I suspect the world would be better if that percentage were even greater.
PSK31 Web receiver
I’ve got quite a bit going on lately, which is why I haven’t been posting all that much. For some reason, I’m back in a bit of a ham radio kick. I noticed that my license had lapsed, and so I renewed and then felt like doing some monitoring of the local repeater action. But really, I’m most interested in digital communications. A mode which has intrigued me for some time is PSK31, a 31.25 baud protocol for keyboard-keyboard transmissions, now gaining quite a following on 20m. Some time ago, I was working on my own code to demodulate the signals (in principle, not that difficult. but with a few subtlties) and am trying to dust it off. In the mean time, here’s a cool applet online to let you know what it is like:
PSK31 Web receiver
To see the picture, you need to get a browser that supports Java. Basically, this is a subset of the 20m band for ham radio. The spectrum is broken into red, green and blue sections. PSK31 signals appear as horizontal lines over time. Below the window, you can select to zoom in on either, the red, green or blue sections, or view all three side by side. If you see a signal, zoom in on the section its in, then position the arrow to the right of it, right in the middle.

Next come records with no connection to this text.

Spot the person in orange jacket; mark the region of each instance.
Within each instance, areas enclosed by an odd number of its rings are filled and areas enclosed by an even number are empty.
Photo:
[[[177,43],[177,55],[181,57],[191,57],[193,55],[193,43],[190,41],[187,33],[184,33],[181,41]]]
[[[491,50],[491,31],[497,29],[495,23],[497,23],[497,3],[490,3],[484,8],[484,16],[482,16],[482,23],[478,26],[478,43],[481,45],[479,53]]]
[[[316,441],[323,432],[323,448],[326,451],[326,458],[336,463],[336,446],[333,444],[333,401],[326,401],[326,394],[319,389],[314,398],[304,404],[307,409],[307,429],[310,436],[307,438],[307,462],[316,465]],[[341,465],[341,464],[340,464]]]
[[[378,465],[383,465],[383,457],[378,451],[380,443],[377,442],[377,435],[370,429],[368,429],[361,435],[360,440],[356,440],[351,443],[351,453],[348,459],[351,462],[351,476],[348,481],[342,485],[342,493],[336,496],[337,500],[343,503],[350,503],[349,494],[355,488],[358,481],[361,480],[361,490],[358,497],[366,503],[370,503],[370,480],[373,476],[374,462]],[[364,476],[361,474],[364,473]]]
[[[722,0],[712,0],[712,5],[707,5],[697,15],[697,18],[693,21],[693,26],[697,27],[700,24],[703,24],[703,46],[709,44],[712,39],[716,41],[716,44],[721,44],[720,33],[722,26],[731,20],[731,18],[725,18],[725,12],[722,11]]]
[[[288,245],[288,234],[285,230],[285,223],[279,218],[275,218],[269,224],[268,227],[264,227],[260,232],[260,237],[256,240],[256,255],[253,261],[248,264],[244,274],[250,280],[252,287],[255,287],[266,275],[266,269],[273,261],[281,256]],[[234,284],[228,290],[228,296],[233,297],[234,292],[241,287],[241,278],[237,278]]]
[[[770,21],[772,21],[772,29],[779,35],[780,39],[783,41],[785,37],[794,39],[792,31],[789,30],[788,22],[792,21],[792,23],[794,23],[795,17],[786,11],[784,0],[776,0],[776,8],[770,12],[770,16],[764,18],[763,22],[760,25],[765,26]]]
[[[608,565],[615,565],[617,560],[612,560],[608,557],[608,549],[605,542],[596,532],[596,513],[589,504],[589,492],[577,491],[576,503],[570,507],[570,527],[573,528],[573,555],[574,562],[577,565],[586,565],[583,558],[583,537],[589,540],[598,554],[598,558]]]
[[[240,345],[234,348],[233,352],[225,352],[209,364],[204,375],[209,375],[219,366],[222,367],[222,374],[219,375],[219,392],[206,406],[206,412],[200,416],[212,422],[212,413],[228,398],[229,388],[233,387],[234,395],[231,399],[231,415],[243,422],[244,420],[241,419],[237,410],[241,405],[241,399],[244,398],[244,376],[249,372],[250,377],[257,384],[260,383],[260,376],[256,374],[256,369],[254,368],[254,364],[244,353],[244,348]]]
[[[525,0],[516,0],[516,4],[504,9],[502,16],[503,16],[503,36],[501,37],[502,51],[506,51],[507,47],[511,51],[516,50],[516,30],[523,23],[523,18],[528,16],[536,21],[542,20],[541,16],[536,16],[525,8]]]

Voila. The decode should appear right below.
From the receiver’s position in Kiev, I’ve seen strong signals using twenty to thirty watts from as places as far away as Spain. I’ve seen relatively little DX from the U.S. thusfar, but that might be a timing thing: I’d have to work out when the propagation works out the best. Still, very neat!
[tags]PSK31,Amateur Radio[/tags]
P.S. PSK31 is a nifty protocol, but it suffers from what I feel are a couple of short comings. The most annoying is the variable length character coding they use. Instead of coding 7 bit ASCII directly (say, with a start and stop bit), PSK31 encodes each character as a varying number of bits, each beginning with “1” and up to ten digits long, but with no code patterns that have two adjacent zero bits. Characters are separated by two or more adjacent zero bits. Thus instead of characters being encoded by constant 9 bits, we get a variable encoding of between 3 and 12 bits. It probably does save a tiny bit of bandwidth, because common characters are encoded in less space, but I suspect the savings are minor due to the stilted distribution of characters in your typical QSO. (QSOs aren’t English, which varicode is obviously derived from). But you’ve bought this marginal increase in efficiency at the price of having to create a rather intricate state machine to pack characters. I’m using it as an exercise in programming, dusting off my knowledge of finite automata and trying to write a program which generates the code for the state machine directly from the specification. But (for instance) this added complexity means that you have to work harder, which isn’t bad if you are using a laptop, but might be less than optimal if you are trying to use something like an Atmel AVR to do decoding.
Oh well, just some thoughts.
Comment from Karl-Martin Skontorp
Time 2/14/2009 at 8:25 am
Regarding the varicode, it is not only designed for English but also lowercase. Yet, look at the typical QSO and there is lots and lots of inefficient uppercase.